Increasing resolution

In [91]:
params2 = {'C':[0.3,0.4,0.5,0.6,0.7]}
grid_search2 = GridSearchCV(model,params2,'accuracy')
grid_search2.fit(dirt_mat,y)
grid_search2.best_estimator_

LinearSVC(C=0.5, class_weight=None, dual=True, fit_intercept=True,
          intercept_scaling=1, loss='squared_hinge', max_iter=2500,
          multi_class='ovr', penalty='l2', random_state=None, tol=0.0001,
          verbose=0)

One last grid search

In [131]:
model = LinearSVC(max_iter=2500)
params3 = {'C':[0.43,0.47,0.5,0.53,0.57]}
grid_search3 = GridSearchCV(model,params3,'accuracy')
grid_search3.fit(dirt_mat,y)
bestsvc = grid_search3.best_estimator_

In [132]:
cross_val_score(bestsvc, dirt_mat, y, cv=5, scoring='accuracy').mean()

0.7912707717395134

Tuning for Logistic Regression

In [114]:
model = LogisticRegression(max_iter=1500)
params = {'C': [1,2,3,4,5,6,7,8]}
grid_search = GridSearchCV(model,params,'accuracy')
grid_search.fit(dirt_mat,y)
bestlogreg = grid_search.best_estimator_

In [98]:
cross_val_score(bestlogreg, dirt_mat, y, cv=5, scoring='accuracy').mean()

0.791295928964266

In [115]:
model = KNeighborsClassifier()
params = {'n_neighbors': [11,12,13,14,15,16,17,18,19]}
grid_search = GridSearchCV(model,params,'accuracy')
%time grid_search.fit(dirt_mat,y)
bestknn = grid_search.best_estimator_

Wall time: 12min 36s


In [133]:
cross_val_score(bestknn, dirt_mat, y, cv=5, scoring='accuracy').mean()

0.744632156584838

# Ensemble Classifier
Now we'll try to see if using a voting classifier with some of our better models will increase the accuracy score.

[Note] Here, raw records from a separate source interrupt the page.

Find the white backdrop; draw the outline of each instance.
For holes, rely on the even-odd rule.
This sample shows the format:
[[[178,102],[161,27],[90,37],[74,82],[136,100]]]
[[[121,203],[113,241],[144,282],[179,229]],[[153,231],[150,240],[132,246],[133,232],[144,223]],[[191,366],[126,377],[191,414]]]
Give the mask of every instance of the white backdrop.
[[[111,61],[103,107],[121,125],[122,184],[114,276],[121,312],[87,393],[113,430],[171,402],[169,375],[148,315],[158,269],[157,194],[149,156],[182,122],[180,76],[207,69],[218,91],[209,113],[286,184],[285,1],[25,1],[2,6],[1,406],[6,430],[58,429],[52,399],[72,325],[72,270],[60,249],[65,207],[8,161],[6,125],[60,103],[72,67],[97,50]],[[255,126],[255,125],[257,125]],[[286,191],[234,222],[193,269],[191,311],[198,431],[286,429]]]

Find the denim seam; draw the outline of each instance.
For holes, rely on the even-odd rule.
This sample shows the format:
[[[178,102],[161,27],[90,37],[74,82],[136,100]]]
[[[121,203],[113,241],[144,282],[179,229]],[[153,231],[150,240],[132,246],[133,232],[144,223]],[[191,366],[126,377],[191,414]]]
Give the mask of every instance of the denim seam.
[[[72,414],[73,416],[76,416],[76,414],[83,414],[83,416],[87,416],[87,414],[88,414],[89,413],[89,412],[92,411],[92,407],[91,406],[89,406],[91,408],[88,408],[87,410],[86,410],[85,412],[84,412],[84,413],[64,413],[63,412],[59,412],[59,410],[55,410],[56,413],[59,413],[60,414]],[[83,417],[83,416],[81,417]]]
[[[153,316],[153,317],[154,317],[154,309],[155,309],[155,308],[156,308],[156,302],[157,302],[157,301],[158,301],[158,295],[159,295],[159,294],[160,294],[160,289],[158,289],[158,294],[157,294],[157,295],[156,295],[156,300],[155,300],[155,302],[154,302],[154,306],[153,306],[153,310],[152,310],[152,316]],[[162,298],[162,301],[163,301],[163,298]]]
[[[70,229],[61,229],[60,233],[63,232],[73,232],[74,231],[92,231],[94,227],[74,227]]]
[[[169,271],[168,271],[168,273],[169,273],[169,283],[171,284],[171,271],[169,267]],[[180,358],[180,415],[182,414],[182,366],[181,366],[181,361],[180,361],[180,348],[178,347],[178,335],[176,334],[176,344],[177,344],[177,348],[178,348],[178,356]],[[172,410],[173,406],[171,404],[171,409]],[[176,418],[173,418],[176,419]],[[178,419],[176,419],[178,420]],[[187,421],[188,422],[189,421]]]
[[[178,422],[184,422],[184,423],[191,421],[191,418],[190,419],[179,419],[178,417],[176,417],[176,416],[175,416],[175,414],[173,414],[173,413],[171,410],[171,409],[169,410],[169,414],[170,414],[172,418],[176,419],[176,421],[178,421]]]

Since LinearSVC doesn't have a predict_proba() fucntion, we'll need to wrap it in a CalibratedClassifier

In [116]:
bestsvc=CalibratedClassifierCV(base_estimator=LinearSVC(C=0.53,max_iter=2500), method='sigmoid')

In [129]:
vote = VotingClassifier(estimators=[('svc',bestsvc),('logreg',bestlogreg),('knn',bestknn)],voting='soft')

In [130]:
%time cross_val_score(vote,dirt_mat,y,cv=5,scoring='accuracy').mean()

Wall time: 4min 5s


0.7977825197588838

Looks like the accuracy is marginally improved, but still not over the 0.8 hump.